第四章 黒き覚醒と家族の絆 36話 【帝都強襲、二面作戦の幕開け】
帝都・東京。明治の面影と軍の威容が混ざり合うこの街で、新選組の姿は異様なほどに際立っていた。
軍の第一軍事要塞施設は、すでに鉄壁の厳戒態勢を敷いている。配置された兵たちの目は鋭く、周辺の路地裏にまで武装した憲兵が網を張っていた。
「葵は必ず取り戻す。……たとえ、俺たちの首を賭けてもな」
近藤の言葉は、帝都の冷たい夜風に飲まれることなく、隊士たちの魂に深く突き刺さった。
「表と裏から同時に攻めましょう。軍の注意を正面に向けさせ、その隙に中枢を突くのが最善です」
山南の提案に、近藤は迷わず頷いた。戦術の妙、これこそが新選組の真骨頂である。
直ちに戦力が分かたれる。
正面突破の「表」には、近藤が自ら立つ。その傍らには、一番隊と四番隊が配され、軍の注意を一身に集める役割を担った。
対する「裏」には、副長・土方が二番隊と五番隊を率い、施設背面の防衛網の隙を縫って潜入する奪還任務に就く。
そして、その作戦の心臓部となる情報戦。
斎藤率いる三番隊は、東京の拠点である宿屋の一室を即席の司令部へと変貌させていた。収集した機材と、軍の内部から引き抜いた通信回線を繋ぎ、施設の警備配置、葵が幽閉されている監禁区画の特定を急ぐ。山南もまたここに留まり、複雑に絡み合う軍の通信を攪乱し、最適解を導き出していた。

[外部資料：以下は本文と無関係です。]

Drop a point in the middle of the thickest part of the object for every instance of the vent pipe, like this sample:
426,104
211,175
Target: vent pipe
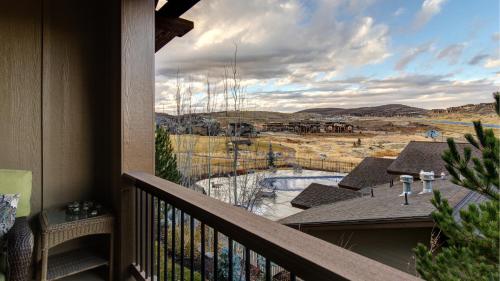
427,178
407,180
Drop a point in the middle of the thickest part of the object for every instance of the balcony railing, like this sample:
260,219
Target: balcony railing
182,234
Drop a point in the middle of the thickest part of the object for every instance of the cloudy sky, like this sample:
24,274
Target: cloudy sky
300,54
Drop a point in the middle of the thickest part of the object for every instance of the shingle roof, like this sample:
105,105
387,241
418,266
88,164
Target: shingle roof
370,172
318,194
418,155
385,206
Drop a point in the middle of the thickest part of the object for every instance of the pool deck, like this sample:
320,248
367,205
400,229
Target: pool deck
278,207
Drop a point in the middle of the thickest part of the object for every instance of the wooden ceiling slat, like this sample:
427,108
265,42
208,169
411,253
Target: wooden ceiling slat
175,8
168,28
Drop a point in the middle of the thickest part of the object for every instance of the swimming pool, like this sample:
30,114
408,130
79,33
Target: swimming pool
298,183
286,183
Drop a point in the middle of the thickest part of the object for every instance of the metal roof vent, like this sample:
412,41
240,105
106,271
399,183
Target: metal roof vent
427,179
407,180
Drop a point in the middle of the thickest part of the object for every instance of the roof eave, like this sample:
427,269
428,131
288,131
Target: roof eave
409,222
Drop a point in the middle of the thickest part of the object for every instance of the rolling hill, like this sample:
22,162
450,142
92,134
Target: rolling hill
387,110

「……表の近藤局長たちが動けば、施設内の兵の八割は正面へ向くはずです」
山南が静かに告げると、斎藤は抜かりなく刀の柄を締め直した。
「ああ。裏門の警備が手薄になった瞬間が、土方さんの突入タイミングだ」
要塞施設の正面。
近藤が堂々と、しかし静かな殺気を纏って軍の正門前に立った。その威圧感は、門を守る兵たちを戦慄させるのに十分だった。
「新選組局長、近藤だ。……俺たちの『家族』を返してもらう。話し合いの余地はない、通すか、死ぬか選べ」
近藤の怒声が、帝都の夜空に木霊する。
軍の指揮官が驚愕し、サイレンが鳴り響く。要塞が怒涛の騒乱に包まれる中、その裏側では、土方率いる精鋭たちが、音もなく夜の闇へと溶け込んでいった。
葵奪還のカウントダウンが、今、始まった。